Parenting was hard, being a working mother was harder and being a Mom to a one year old required never ending reserves of energy. We had established a nice pattern of early morning play time, bath time and feed time before I left for office. I returned at lunch to check on the baby and feed her and went back to office. My spouse took over in the late afternoon, when he was not travelling on work – which was quite often.
This happy situation didn’t last long. The baby’s nanny started taking frequent days off as she was unwell. We somehow managed to juggle our schedules and stay with the baby as there was no “WFH” then. Anyways, in banking there was always WFB (work from branch) and the bankers know what I mean!
One fine day, I had an extremely critical meeting with a top Government official heading the state department of Finance. As you all know, the protocol in Government appointments is very strict. The names and designations of the persons who wish to meet the Government official, the meeting agenda, the date(s) and time required had to be clearly mentioned in the formal request for appointment. Once this request was reviewed by the Executive Assistant of the official, it was forwarded to the official for approval. Finally, written communication was sent to the requestor granting the appointment (phew). This entire exercise had been completed and we had received a confirmation for the meeting with the Government official at 11 am on a particular date. I was all set to meet him and present our bank’s credentials with the objective of getting our bank on the approved list for investments.
That’s when things started to get challenging. The nanny didn’t arrive on that fateful day. My spouse was travelling and the “the tiny she” was in high spirits, ready to play. I had taken leave to look after the baby, but knew that the Government appointment couldn’t be missed or rescheduled. We would most likely not get another chance to meet the official and our credibility would be severely dented if I cancelled in the last minute. I could not depute anyone else in my place as the approval mentioned my name and designation with no changes permitted at short notice.
I was wondering what to do. Duty called me – both ways. That’s when I got a brilliant idea. If the tiny she could not be left at home alone, she could surely come along with me for the call. I packed up her feed, ball and her warm clothes and off we went – for her first sales call.
The appointment was at 11 A.M and the location was fortunately close to my house. My Branch Sales Manager and I (I was heading the branch then) reached the location in my car at 10.50 am. I told the driver to park the car in the building and gave the Sales Manager (a young, unmarried clueless chap – poor fellow) detailed instructions on how to handle the baby and to call me if she cried. I left the baby with them downstairs while I went for the meeting on the 5th floor.
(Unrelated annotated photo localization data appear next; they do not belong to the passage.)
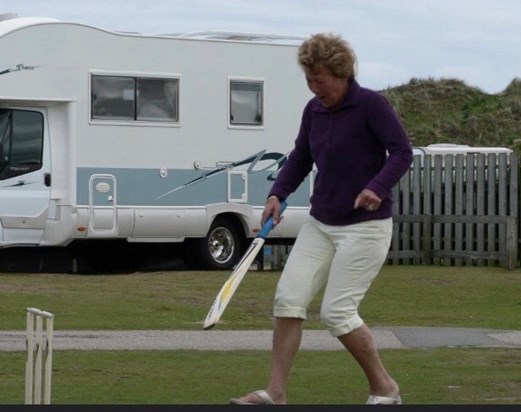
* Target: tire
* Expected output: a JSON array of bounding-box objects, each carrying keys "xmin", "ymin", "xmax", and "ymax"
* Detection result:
[{"xmin": 184, "ymin": 216, "xmax": 246, "ymax": 270}]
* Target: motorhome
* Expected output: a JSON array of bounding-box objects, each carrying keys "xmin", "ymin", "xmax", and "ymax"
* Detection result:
[
  {"xmin": 0, "ymin": 14, "xmax": 314, "ymax": 272},
  {"xmin": 413, "ymin": 143, "xmax": 513, "ymax": 157},
  {"xmin": 412, "ymin": 143, "xmax": 513, "ymax": 167}
]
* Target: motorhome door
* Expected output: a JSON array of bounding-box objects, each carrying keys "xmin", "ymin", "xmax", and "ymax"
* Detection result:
[
  {"xmin": 88, "ymin": 174, "xmax": 117, "ymax": 235},
  {"xmin": 0, "ymin": 107, "xmax": 51, "ymax": 245}
]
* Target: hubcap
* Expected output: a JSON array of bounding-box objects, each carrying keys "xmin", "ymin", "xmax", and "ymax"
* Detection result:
[{"xmin": 208, "ymin": 227, "xmax": 234, "ymax": 264}]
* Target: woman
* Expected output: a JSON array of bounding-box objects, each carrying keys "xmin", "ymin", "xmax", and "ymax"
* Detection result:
[{"xmin": 231, "ymin": 33, "xmax": 413, "ymax": 405}]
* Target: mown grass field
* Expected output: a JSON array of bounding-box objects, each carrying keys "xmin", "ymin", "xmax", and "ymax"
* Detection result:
[
  {"xmin": 1, "ymin": 265, "xmax": 520, "ymax": 331},
  {"xmin": 1, "ymin": 265, "xmax": 520, "ymax": 404}
]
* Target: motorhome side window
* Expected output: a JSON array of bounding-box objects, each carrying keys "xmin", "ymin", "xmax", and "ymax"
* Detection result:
[
  {"xmin": 229, "ymin": 80, "xmax": 263, "ymax": 126},
  {"xmin": 0, "ymin": 109, "xmax": 44, "ymax": 180},
  {"xmin": 91, "ymin": 75, "xmax": 179, "ymax": 122}
]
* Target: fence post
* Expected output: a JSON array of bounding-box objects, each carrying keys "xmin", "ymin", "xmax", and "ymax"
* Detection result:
[
  {"xmin": 422, "ymin": 215, "xmax": 432, "ymax": 264},
  {"xmin": 506, "ymin": 216, "xmax": 518, "ymax": 270}
]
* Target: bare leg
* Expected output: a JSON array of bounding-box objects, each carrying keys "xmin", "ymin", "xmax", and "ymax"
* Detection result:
[
  {"xmin": 338, "ymin": 324, "xmax": 399, "ymax": 397},
  {"xmin": 234, "ymin": 317, "xmax": 303, "ymax": 404}
]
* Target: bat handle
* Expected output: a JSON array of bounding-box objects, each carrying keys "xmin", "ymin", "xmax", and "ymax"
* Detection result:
[{"xmin": 257, "ymin": 201, "xmax": 287, "ymax": 239}]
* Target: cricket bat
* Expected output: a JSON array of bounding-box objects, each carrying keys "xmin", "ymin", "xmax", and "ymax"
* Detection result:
[{"xmin": 203, "ymin": 201, "xmax": 287, "ymax": 330}]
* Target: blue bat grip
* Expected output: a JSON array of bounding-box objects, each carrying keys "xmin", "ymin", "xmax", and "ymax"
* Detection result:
[{"xmin": 257, "ymin": 201, "xmax": 287, "ymax": 239}]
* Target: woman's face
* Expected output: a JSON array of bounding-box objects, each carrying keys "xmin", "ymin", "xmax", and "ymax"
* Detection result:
[{"xmin": 304, "ymin": 66, "xmax": 348, "ymax": 110}]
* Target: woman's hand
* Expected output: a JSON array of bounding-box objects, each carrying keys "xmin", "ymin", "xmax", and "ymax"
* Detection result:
[
  {"xmin": 256, "ymin": 196, "xmax": 284, "ymax": 232},
  {"xmin": 354, "ymin": 189, "xmax": 381, "ymax": 211}
]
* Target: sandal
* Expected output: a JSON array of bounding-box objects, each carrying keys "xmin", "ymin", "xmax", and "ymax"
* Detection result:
[
  {"xmin": 366, "ymin": 394, "xmax": 402, "ymax": 404},
  {"xmin": 230, "ymin": 389, "xmax": 276, "ymax": 405}
]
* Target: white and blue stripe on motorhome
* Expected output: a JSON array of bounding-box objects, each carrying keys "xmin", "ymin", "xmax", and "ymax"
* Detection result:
[{"xmin": 76, "ymin": 167, "xmax": 313, "ymax": 207}]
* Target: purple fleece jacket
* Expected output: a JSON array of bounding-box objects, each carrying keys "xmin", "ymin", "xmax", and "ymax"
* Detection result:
[{"xmin": 269, "ymin": 80, "xmax": 413, "ymax": 226}]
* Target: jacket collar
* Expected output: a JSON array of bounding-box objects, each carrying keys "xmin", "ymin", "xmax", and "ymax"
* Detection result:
[{"xmin": 310, "ymin": 79, "xmax": 360, "ymax": 113}]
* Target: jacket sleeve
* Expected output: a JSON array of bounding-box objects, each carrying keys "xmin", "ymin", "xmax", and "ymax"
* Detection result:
[{"xmin": 365, "ymin": 93, "xmax": 413, "ymax": 197}]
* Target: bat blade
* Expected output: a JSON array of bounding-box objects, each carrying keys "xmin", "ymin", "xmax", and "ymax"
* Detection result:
[
  {"xmin": 203, "ymin": 201, "xmax": 287, "ymax": 330},
  {"xmin": 203, "ymin": 238, "xmax": 264, "ymax": 330}
]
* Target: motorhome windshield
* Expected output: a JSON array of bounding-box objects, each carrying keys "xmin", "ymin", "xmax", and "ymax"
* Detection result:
[{"xmin": 0, "ymin": 108, "xmax": 44, "ymax": 179}]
I was apprehensive about leaving the baby, but knew that the meeting would last only for 10-15 minutes, as mentioned in the approval.
I handed over our request for empanelment and had a quick discussion on the bank’s credit ratings with the official. He seemed to be in no hurry to complete the meeting and offered me a cup of tea.
For the first time in my life, I had to refuse an opportunity to get to know the client better – because babies wait for no one! I told him we could have tea some other day as the baby was waiting. He was surprised and amused when he heard this and asked me to get her upstairs. And, also told me that he was very impressed with my commitment and zeal, so he would certainly take our empanelment request forward.
I thanked him profusely and left. No, I didn’t take the baby to meet him. I rushed downstairs to find the “tiny she” throwing the ball happily near the car and the Sales Manager running all over trying to find it. I thanked him and we left.
All was well, and we were done for the day. I had kept my commitment to both – my job and my baby.
Of course we got the empanelment and my branch signed up its first Government client. It also became the fastest branch to cross 100 crores in deposits within 6 months of launch.
It is possible to find solutions when you look for answers, not excuses.
Don’t let your circumstances defeat you or diminish you or destroy you.
Instead, use you circumstances to learn new ways of doing things, a new approach, to find a new path.
Let challenging circumstances open the door to learning and growth.
Don’t make excuses or wait for someone else to show you the way when things get difficult.
Create your own path towards success, make your own way towards your goals.
Success comes to those who persevere, not to those who procrastinate.